Black Screens, Broken Computers, Virtual Machines and GPU Passthrough
How I fixed my broken initramfs and got my computer working again
- Miro
- 4 min read
While learning about virtual machines, I came across an interesting concept - virtual machine hardening. This practice involves measures to protect virtual machines from threats by:
- disabling unnecessary features
- patching
- user access control
- network security
- encryption
- monitoring
But, you’re not interested in virtual machine hardening right now. You’re here to read about how I fixed my broken initframs, why it broke in the first place, and how to avoid making the same mistake I did.
While playing around with my virtual machines, I began to think about other possibilities. You see, usually virtual machines make use of abstractions in the place of real hardware, which is why they are so portable - just install the same hypvervisor on another computer and bring along your virtual filesystem (.vhd, .qcow2, etc). But this stuff is slow. Really slow.
What if my virtual machine behaved more like a ‘real’ computer?
This is when I learned that hardware passthrough was a thing. With passthrough enabled, the performance of your virtual machine increases drastically, reaching near native performance.
What if I want to run GPU intensive tasks on my VM?
Well you’re in luck.

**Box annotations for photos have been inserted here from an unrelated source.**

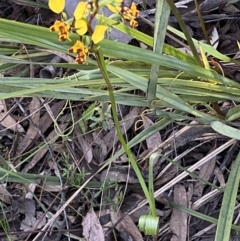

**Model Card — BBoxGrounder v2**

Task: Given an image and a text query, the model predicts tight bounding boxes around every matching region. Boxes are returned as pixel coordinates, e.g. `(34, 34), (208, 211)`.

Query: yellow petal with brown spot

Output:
(74, 2), (87, 20)
(92, 25), (107, 44)
(48, 0), (65, 13)
(74, 18), (88, 35)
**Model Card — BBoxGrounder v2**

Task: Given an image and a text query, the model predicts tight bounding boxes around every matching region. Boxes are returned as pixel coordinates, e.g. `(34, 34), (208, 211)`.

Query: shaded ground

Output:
(0, 0), (240, 241)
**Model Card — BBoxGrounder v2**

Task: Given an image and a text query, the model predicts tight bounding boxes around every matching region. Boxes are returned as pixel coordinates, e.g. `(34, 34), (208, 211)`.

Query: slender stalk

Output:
(96, 48), (155, 213)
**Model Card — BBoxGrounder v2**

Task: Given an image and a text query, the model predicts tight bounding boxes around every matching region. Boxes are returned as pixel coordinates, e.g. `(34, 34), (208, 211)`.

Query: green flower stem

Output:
(96, 48), (156, 214)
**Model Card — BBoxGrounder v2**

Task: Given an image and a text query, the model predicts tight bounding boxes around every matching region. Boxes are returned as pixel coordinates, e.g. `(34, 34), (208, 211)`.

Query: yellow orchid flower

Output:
(123, 3), (139, 20)
(74, 18), (88, 36)
(68, 40), (88, 64)
(73, 2), (89, 20)
(92, 25), (108, 44)
(49, 20), (70, 41)
(48, 0), (65, 13)
(106, 4), (122, 13)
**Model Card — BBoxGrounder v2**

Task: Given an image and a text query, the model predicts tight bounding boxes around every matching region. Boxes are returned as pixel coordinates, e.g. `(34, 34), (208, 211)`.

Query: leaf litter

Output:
(0, 0), (240, 241)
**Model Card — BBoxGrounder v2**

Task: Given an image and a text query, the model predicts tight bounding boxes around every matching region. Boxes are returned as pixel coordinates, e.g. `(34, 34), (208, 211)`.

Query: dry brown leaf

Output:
(193, 147), (216, 197)
(143, 116), (162, 150)
(0, 100), (25, 133)
(110, 210), (143, 241)
(103, 107), (141, 152)
(100, 167), (139, 183)
(0, 184), (12, 204)
(21, 123), (68, 172)
(82, 208), (104, 241)
(170, 184), (188, 241)
(75, 125), (93, 163)
(16, 97), (41, 156)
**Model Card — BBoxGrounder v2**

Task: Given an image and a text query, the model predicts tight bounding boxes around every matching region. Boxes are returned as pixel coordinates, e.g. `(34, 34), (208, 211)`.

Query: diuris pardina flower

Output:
(68, 40), (88, 64)
(50, 20), (70, 41)
(48, 0), (65, 13)
(106, 0), (139, 28)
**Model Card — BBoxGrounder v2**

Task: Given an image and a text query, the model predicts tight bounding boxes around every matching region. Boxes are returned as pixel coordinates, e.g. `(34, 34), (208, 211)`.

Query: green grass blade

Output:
(215, 152), (240, 241)
(211, 121), (240, 140)
(147, 0), (170, 107)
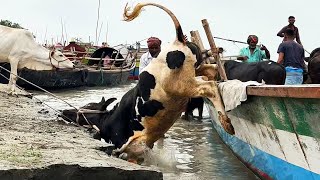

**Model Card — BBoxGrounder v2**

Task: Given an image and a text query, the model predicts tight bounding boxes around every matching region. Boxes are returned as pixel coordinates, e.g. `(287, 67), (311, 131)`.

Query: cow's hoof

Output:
(222, 123), (235, 135)
(119, 153), (129, 161)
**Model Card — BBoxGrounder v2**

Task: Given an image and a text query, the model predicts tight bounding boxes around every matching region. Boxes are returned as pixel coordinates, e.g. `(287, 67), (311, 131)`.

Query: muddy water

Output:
(33, 82), (258, 180)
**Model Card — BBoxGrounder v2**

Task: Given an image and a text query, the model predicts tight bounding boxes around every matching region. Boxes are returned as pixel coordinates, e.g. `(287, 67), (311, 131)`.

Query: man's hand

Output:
(260, 45), (267, 51)
(237, 56), (248, 61)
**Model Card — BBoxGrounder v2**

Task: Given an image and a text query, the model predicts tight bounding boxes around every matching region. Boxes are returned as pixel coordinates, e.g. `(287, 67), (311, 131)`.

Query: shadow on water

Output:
(33, 82), (258, 180)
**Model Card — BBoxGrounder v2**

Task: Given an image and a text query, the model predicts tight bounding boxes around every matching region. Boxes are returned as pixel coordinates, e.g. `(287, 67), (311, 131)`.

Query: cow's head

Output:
(49, 49), (74, 69)
(59, 98), (117, 126)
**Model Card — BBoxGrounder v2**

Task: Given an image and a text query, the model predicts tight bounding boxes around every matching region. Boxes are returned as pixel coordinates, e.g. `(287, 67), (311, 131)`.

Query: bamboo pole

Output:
(201, 19), (228, 81)
(190, 31), (210, 64)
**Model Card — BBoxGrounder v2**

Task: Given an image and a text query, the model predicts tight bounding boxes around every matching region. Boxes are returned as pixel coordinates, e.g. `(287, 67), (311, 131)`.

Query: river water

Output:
(33, 81), (258, 180)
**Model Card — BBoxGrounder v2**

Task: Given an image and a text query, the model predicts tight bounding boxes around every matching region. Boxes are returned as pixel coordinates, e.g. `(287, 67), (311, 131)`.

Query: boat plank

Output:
(247, 84), (320, 99)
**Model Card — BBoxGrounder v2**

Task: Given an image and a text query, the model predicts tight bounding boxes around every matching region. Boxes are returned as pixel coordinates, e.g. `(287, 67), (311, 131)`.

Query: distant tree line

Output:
(0, 19), (24, 29)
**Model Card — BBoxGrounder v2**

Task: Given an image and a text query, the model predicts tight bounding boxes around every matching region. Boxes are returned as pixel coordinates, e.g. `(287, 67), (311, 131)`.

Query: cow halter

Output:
(49, 49), (69, 69)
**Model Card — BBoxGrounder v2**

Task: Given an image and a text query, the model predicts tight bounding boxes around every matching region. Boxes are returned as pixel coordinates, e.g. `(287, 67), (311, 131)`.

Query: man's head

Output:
(284, 29), (294, 39)
(147, 37), (161, 57)
(288, 16), (296, 25)
(247, 35), (258, 49)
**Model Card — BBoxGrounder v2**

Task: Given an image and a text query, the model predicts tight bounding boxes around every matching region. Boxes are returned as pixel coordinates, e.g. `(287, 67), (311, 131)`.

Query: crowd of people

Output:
(139, 16), (306, 84)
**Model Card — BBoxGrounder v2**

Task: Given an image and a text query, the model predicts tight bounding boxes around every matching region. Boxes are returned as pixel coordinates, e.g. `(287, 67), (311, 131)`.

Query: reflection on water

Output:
(34, 82), (257, 180)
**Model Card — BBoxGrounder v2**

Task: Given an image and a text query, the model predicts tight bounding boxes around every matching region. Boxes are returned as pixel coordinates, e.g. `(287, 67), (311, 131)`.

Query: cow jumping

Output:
(0, 25), (74, 94)
(60, 3), (234, 163)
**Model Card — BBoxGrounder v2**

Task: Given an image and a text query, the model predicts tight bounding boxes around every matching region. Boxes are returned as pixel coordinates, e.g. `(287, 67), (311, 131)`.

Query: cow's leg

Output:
(8, 59), (19, 94)
(165, 77), (234, 134)
(198, 103), (203, 119)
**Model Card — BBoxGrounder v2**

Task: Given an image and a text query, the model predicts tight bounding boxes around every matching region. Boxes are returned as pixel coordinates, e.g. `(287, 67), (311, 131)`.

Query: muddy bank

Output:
(0, 93), (163, 180)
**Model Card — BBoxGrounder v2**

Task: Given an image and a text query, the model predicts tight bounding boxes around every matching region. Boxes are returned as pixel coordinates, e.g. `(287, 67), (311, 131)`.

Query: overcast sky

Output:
(0, 0), (320, 59)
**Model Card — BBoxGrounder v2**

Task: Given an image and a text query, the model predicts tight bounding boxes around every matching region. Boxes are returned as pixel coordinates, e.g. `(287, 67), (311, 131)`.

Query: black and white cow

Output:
(62, 3), (234, 162)
(224, 61), (286, 85)
(305, 48), (320, 84)
(119, 3), (234, 160)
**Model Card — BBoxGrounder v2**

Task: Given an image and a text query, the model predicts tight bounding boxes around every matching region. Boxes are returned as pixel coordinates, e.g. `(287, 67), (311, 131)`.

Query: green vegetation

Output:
(0, 145), (42, 166)
(0, 19), (24, 29)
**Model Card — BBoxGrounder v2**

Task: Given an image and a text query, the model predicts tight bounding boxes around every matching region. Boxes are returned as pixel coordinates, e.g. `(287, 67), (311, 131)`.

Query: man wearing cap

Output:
(139, 37), (161, 74)
(237, 35), (270, 63)
(277, 16), (302, 45)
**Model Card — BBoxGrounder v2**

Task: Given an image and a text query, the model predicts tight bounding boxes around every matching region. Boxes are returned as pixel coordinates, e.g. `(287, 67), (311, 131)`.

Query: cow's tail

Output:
(123, 3), (186, 44)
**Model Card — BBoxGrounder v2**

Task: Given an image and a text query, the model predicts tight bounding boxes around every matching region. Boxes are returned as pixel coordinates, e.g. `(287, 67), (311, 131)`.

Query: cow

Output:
(0, 25), (74, 94)
(182, 62), (218, 120)
(305, 48), (320, 84)
(182, 97), (204, 120)
(60, 3), (235, 161)
(59, 97), (117, 126)
(224, 60), (286, 85)
(111, 3), (234, 161)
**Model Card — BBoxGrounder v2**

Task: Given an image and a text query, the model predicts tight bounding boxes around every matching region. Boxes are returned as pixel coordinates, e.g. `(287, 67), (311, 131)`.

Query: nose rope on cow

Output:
(49, 49), (69, 69)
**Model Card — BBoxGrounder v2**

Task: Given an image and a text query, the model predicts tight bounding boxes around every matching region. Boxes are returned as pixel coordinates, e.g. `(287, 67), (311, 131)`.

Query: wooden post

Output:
(190, 31), (210, 64)
(201, 19), (228, 81)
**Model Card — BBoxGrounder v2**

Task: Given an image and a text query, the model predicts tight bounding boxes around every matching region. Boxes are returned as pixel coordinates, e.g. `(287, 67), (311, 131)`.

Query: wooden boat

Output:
(0, 47), (135, 89)
(205, 84), (320, 180)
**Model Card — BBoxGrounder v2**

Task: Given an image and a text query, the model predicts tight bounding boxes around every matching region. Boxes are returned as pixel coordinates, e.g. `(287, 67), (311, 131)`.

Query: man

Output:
(278, 29), (306, 84)
(277, 16), (302, 45)
(237, 35), (270, 63)
(139, 37), (161, 74)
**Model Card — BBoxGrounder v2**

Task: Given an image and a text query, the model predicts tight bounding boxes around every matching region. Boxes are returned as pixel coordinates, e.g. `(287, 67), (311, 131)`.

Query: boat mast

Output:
(96, 0), (100, 45)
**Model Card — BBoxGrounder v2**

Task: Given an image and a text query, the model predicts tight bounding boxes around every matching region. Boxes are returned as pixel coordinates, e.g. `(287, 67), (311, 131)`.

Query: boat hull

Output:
(205, 86), (320, 179)
(0, 64), (134, 90)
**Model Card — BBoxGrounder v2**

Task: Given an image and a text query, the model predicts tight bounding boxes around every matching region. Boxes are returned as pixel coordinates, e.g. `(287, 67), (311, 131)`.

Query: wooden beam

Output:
(247, 84), (320, 99)
(201, 19), (228, 81)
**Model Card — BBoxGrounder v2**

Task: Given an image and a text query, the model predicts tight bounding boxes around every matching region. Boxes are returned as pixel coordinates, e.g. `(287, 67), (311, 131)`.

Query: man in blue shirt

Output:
(139, 37), (161, 74)
(237, 35), (270, 63)
(278, 29), (306, 84)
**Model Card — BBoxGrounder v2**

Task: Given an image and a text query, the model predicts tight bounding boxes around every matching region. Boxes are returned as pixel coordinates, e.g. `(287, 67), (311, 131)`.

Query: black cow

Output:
(60, 97), (117, 126)
(305, 48), (320, 84)
(61, 95), (143, 148)
(224, 61), (286, 85)
(60, 3), (234, 162)
(184, 97), (204, 120)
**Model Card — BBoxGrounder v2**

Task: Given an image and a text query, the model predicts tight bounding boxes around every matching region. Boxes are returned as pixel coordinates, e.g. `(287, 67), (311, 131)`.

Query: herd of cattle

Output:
(0, 3), (320, 164)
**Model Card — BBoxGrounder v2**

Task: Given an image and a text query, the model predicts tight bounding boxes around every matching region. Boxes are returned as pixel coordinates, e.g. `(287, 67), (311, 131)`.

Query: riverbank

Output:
(0, 93), (163, 180)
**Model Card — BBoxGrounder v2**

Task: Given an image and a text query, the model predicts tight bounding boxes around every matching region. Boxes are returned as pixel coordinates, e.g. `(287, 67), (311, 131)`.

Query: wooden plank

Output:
(202, 19), (228, 81)
(247, 84), (320, 99)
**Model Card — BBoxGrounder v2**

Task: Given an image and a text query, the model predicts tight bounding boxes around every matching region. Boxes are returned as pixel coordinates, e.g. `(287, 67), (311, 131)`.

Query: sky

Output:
(0, 0), (320, 60)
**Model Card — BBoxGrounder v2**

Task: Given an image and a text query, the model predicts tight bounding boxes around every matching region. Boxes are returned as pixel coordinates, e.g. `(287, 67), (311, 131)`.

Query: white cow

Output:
(0, 25), (74, 93)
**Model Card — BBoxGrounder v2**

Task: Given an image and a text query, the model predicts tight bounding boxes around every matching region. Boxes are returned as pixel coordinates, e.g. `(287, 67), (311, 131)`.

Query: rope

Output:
(0, 66), (78, 110)
(0, 69), (77, 122)
(0, 66), (100, 129)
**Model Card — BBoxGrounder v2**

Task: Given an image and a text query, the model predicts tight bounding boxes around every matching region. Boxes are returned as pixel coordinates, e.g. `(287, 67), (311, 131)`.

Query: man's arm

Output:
(277, 52), (284, 64)
(277, 26), (287, 37)
(260, 45), (270, 59)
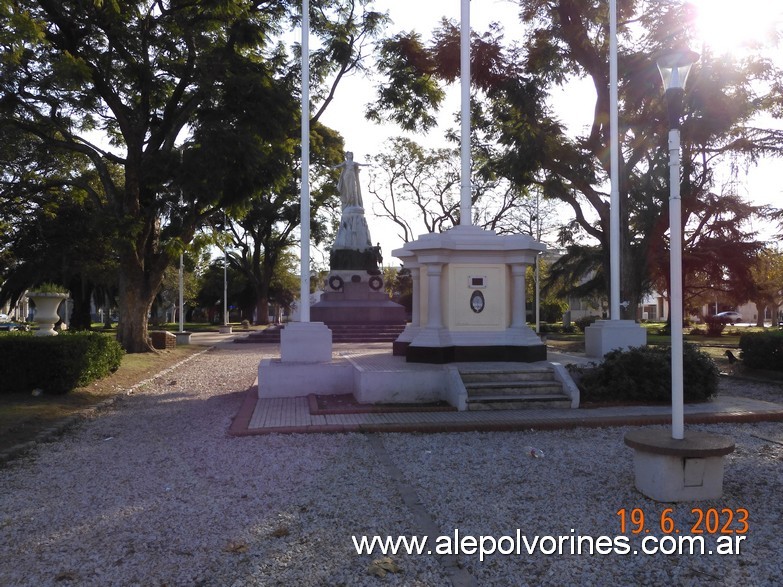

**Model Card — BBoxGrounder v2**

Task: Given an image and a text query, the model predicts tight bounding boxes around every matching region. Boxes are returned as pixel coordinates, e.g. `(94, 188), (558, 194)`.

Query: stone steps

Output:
(460, 368), (571, 411)
(236, 324), (405, 344)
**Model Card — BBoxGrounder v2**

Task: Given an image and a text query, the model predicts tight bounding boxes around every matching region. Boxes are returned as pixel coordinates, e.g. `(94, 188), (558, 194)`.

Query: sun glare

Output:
(688, 0), (783, 55)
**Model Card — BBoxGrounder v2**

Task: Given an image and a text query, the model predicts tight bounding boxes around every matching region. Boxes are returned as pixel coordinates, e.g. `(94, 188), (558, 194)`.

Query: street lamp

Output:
(658, 49), (699, 439)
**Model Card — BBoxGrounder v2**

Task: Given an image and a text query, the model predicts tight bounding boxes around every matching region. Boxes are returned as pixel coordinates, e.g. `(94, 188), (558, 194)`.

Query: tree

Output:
(0, 0), (298, 352)
(748, 247), (783, 328)
(0, 128), (117, 330)
(371, 0), (783, 317)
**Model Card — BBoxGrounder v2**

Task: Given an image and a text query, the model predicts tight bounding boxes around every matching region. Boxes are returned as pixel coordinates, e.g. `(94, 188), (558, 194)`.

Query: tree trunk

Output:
(256, 296), (269, 324)
(117, 259), (163, 353)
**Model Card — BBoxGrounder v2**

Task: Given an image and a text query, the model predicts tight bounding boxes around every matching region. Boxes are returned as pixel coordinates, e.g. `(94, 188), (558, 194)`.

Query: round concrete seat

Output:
(625, 428), (734, 502)
(625, 428), (734, 458)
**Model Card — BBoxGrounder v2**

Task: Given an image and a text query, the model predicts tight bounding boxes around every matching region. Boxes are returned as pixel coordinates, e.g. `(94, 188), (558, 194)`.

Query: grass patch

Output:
(0, 345), (204, 451)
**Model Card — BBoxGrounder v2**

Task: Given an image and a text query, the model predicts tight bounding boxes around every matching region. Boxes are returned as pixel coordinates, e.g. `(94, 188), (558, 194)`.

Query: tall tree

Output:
(370, 0), (783, 318)
(748, 247), (783, 327)
(0, 0), (298, 352)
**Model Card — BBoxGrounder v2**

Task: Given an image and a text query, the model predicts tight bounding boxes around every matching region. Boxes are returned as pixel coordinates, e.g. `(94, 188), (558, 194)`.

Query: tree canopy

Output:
(0, 0), (383, 352)
(371, 0), (783, 317)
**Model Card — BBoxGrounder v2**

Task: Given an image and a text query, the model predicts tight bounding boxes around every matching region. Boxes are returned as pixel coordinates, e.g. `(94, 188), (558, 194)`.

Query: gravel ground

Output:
(0, 345), (783, 586)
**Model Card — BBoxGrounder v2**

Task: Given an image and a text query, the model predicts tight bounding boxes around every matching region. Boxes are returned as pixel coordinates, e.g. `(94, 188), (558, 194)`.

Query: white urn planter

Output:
(27, 292), (68, 336)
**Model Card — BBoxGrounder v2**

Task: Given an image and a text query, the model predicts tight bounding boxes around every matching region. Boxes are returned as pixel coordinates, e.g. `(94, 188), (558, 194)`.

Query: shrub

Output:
(574, 316), (598, 332)
(578, 344), (718, 403)
(740, 330), (783, 371)
(0, 332), (124, 394)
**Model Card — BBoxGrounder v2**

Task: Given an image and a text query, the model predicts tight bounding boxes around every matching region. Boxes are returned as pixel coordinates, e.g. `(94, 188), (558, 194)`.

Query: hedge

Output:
(579, 344), (719, 403)
(0, 332), (124, 394)
(740, 330), (783, 371)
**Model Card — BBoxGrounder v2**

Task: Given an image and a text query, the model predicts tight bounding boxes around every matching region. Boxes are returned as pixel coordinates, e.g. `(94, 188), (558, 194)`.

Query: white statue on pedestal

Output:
(335, 151), (366, 210)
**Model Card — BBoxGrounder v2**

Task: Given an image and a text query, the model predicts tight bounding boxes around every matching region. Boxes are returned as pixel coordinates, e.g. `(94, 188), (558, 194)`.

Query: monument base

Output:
(585, 320), (647, 359)
(310, 270), (406, 326)
(393, 326), (546, 364)
(280, 322), (332, 363)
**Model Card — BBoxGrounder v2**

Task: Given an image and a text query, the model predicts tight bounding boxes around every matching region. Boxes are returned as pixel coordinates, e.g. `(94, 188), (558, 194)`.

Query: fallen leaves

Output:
(367, 556), (402, 578)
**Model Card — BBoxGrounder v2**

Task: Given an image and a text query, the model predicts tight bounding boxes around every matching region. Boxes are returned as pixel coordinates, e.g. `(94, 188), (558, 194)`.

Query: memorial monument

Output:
(310, 151), (405, 326)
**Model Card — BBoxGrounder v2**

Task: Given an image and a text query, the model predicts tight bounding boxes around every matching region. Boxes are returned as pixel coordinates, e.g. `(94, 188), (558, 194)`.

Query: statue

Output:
(334, 151), (366, 210)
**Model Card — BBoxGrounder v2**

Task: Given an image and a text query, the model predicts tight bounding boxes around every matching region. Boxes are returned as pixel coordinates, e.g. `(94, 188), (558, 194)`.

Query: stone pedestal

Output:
(625, 428), (734, 502)
(585, 320), (647, 359)
(310, 270), (405, 326)
(280, 322), (332, 363)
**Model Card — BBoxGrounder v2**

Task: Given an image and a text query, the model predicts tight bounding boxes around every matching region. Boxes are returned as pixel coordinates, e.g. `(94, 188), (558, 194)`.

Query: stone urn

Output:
(27, 292), (68, 336)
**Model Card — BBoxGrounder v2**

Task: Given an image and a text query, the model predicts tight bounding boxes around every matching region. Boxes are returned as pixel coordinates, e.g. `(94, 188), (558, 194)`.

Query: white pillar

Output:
(427, 263), (443, 329)
(299, 0), (310, 322)
(179, 253), (185, 332)
(669, 128), (685, 439)
(511, 265), (527, 328)
(609, 0), (620, 320)
(459, 0), (473, 226)
(411, 267), (421, 326)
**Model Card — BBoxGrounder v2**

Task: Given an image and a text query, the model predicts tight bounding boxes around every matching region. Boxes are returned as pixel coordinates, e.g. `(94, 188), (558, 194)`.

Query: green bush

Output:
(574, 316), (598, 332)
(0, 332), (124, 394)
(739, 330), (783, 371)
(578, 344), (718, 403)
(704, 316), (726, 336)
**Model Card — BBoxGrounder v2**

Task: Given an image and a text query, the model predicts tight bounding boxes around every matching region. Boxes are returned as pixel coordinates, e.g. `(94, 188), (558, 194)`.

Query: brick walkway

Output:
(222, 345), (783, 436)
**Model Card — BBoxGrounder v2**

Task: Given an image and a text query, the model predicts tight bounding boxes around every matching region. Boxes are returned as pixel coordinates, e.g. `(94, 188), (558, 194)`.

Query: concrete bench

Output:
(150, 330), (177, 350)
(625, 428), (734, 502)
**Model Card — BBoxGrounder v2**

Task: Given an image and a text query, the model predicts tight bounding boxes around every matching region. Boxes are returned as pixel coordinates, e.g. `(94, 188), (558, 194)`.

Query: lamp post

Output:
(658, 49), (699, 439)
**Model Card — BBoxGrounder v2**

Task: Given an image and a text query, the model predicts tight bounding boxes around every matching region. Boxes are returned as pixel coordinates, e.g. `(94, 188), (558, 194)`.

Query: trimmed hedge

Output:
(0, 332), (125, 394)
(740, 330), (783, 371)
(579, 344), (719, 403)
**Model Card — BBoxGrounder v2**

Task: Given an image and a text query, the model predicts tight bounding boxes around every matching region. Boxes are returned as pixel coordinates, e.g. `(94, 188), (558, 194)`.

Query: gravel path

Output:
(0, 345), (783, 586)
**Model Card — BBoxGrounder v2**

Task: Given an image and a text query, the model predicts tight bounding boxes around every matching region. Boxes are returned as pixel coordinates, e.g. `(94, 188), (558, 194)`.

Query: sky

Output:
(314, 0), (783, 263)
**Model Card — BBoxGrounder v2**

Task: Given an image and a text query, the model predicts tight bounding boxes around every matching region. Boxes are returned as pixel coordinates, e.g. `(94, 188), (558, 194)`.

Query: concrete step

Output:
(465, 380), (563, 396)
(460, 369), (555, 386)
(467, 394), (571, 411)
(236, 324), (405, 344)
(460, 367), (571, 410)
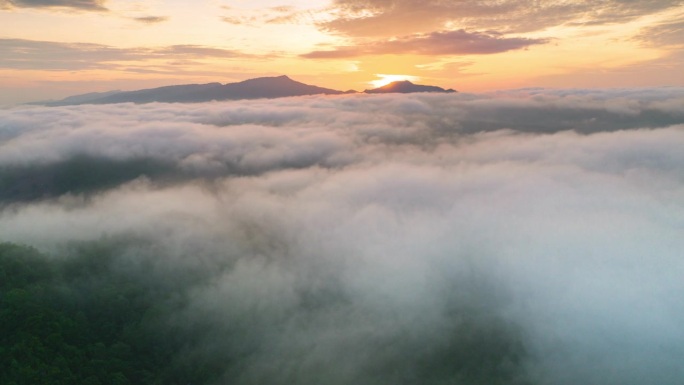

Simply pass your graphics card through to your VM.
And that is what I attempted - and I was successful.
Yes, you read that right - I was successful (at first at least). There were still a few improvements that could be made. This is where I made my first grave mistake - talking to ChatGPT.
PSA: Do not trust LLMs like ChatGPT to solve your problems. Always make sure to verify what it spits out against other sources, LLMs are notorious for hallucinating.
How I did it
Now that you know what went down, let me show you how I did it.
I began by enabling IOMMU. How you enable IOMMU depends on how your system is configured. Since my computer is based on systemd and uses systemd boot instead of grub, the process was a bit more convoluted.
First, I grabbed my GPU’s PCI ID.
lspci -k | grep -E "NVIDIA"
Next, I added the following boot options to my kernel.
kernelstub --add-options "intel_iommu=on iommu=pt vfio-pci.ids=xxxx:xxxx"
Make sure you use the PCI ID/IDs of your own graphics card. I will not be held liable to any loss incurred, especially due to carelessness.
I then made sure that vfio-pci drivers are loaded into the kernel. There are better ways to do this.
cd /etc/modprobe.d/
touch vfio.conf
nvim vfio.conf
Here are the options I used:
options vfio-pci ids=xxxx:xxxx
softdep nvidia pre: vfio-pci
Finally, I updated my initframs and rebooted the system.
update-initramfs -c -k $(uname -r)
reboot -- now
After adding the GPU to my linux box, I had GPU passthrough working. Great, end of story then? Not quite.
Breaking my initramfs
While GPU passthrough worked just fine, this wasn’t the most efficient way to do it, and I wanted to streamline my setup - fast. This is where I was tempted by ChatGPT.
At the behest of the LLM I blacklisted all my nvidia drivers. Something I would come to regret.
cd /etc/modprobe.d
touch blacklist.conf
nvim blacklist-nvidia.conf
Here’s my exact configuration at the time:
blacklist nvidia
blacklist nouveau
After this configuration I updated my configuration and rebooted.
update-initramfs -c -k $(uname -r)
reboot -- now
Pro tip: to see what boot options your kernel is using, type the following command.
kernelstub -v
Great. Just great. Now I’m left with a brick.
I would come to realize later, that I also had to prevent the GPU from powering on. Something that ChatGPT wouldn’t have possibly known. Additionally LLMs aren’t known for their ability to think. I should have known better.
Chroot - Entering God Mode
Ok so I’m left with a brick that won’t load my graphics drivers. The solution: Chroot. Yes. It’s always the chroot.
Once I was chrooted in I mounted all the necessary block file systems and immediately got to work.
Cope and seethe my friend, cope and seethe…
I guess, I deserved that. I’ll take the L on this one.
Or atleast I would like to think so - I spent longer on this than I’m willing to admit.
mount /dev/nvme0n1p3 /mnt
mount /dev/nvme0n1p1 /mnt/boot/efi
mount --bind /dev /mnt/dev
mount --bind /sys /mnt/sys
mount --bind /proc /mnt/proc
mount --bind /run /mnt/run
mount -t devpts devpts /mnt/dev/pts
mount -t tmpfs none /mnt/tmp
After switching to my user I then deleted the blacklist config and re-ran update-initramfs. Et voilà Pongo!
cd /etc/modprobe.d
rm blacklist-nvidia
update-initramfs -c -k $(uname -r)
reboot -- now
Make sure to use the latest iso or your system will fallback to the kernel the iso is based on.
Let this be a cautionary tale. You have been warned.
If you still wish to proceed, I wish you the best. And for the love of God RTFM!